Podejrzany wpadł w ręce śledczych na terenie stanu Pensylwania. Zabezpieczono przy nim broń, fałszywe dokumenty, a także manifest skierowany przeciwko firmom ubezpieczeniowym. Jeden z dokumentów to prawdopodobnie ten, którym napastnik posłużył się, meldując się w jednym z nowojorskich hosteli, przed zabiciem szefa firmy ubezpieczeniowej.

Person of interest in fatal shooting of UnitedHealthcare CEO Brian Thompson IDd as Luigi Mangione, an ex-Ivy League student https://t.co/cPcCnMf3zN pic.twitter.com/ypwOlTj8ZD

nypostDecember 9, 2024

Od chwili zabójstwa trwa intensywne śledztwo, w które zaangażowane jest wiele służb.

Do zatrzymania, jak głosi oficjalna wersja, doszło w wyniku telefonicznej informacji od starszej osoby, która miała rozpoznać napastnika po tym, jak zobaczyła zdjęcia opublikowane przez nowojorską policję i FBI.

Zbrodnia przed hotelem Hilton

Do zbrodni doszło 4 grudnia. Brian Thompson został postrzelony kilkakrotnie przed hotelem Hilton na Manhattanie.

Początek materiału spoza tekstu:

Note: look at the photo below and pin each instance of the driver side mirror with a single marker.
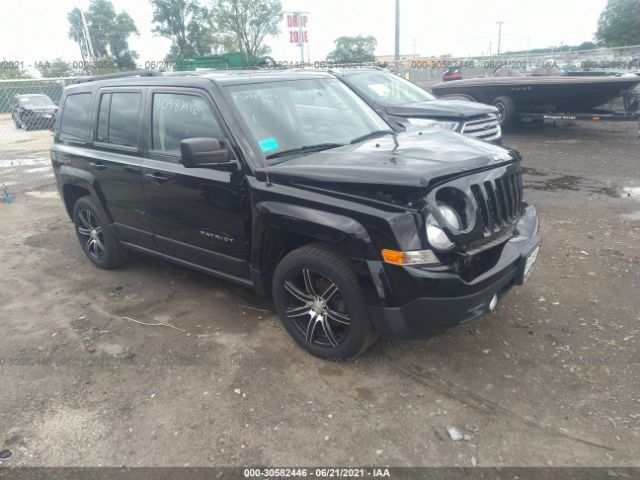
(204, 152)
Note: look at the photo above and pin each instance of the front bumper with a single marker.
(420, 301)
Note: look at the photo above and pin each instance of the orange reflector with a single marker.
(391, 256)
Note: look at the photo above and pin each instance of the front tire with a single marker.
(96, 236)
(319, 301)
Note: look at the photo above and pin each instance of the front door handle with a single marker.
(98, 165)
(156, 177)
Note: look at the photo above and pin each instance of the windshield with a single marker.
(303, 114)
(387, 88)
(36, 101)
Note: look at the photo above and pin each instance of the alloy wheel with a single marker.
(317, 309)
(91, 234)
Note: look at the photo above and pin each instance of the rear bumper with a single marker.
(432, 299)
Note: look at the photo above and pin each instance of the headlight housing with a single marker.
(436, 235)
(427, 122)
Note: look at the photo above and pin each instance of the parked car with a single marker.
(32, 111)
(290, 184)
(404, 104)
(451, 73)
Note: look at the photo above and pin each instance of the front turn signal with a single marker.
(416, 257)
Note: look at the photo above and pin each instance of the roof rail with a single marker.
(131, 73)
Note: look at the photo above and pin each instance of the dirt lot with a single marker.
(549, 378)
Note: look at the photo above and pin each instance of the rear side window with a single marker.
(179, 116)
(75, 117)
(118, 118)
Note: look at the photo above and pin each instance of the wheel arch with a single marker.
(280, 228)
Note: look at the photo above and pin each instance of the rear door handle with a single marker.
(98, 165)
(156, 177)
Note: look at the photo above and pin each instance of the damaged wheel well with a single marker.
(71, 195)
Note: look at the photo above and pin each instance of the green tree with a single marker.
(188, 25)
(109, 32)
(55, 68)
(354, 49)
(619, 23)
(11, 71)
(247, 23)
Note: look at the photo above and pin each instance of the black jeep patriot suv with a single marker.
(290, 184)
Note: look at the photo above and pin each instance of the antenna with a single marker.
(266, 171)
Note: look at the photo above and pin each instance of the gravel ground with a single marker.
(549, 378)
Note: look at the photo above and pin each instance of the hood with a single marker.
(416, 158)
(441, 109)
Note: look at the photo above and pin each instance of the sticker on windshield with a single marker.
(268, 144)
(379, 88)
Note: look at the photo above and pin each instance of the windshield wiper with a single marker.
(307, 148)
(375, 133)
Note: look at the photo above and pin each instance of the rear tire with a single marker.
(319, 301)
(96, 237)
(506, 110)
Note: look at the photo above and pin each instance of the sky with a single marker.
(429, 28)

Wybrał się tam na coroczną konferencję dla inwestorów organizowaną przez UnitedHealthcare.

Według wstępnych ustaleń policji zamaskowany sprawca czekał na Thompsona. Po ataku uciekł - najpierw pieszo, a potem na rowerze elektrycznym.

Thompson trafił do szpitala. Lekarzom nie udało się uratować jego życia.

UnitedHealthcare jest częścią UnitedHealth Group, zajmującej piąte miejsce w rankingu Fortune 500 - corocznym zestawieniu 500 największych amerykańskich firm.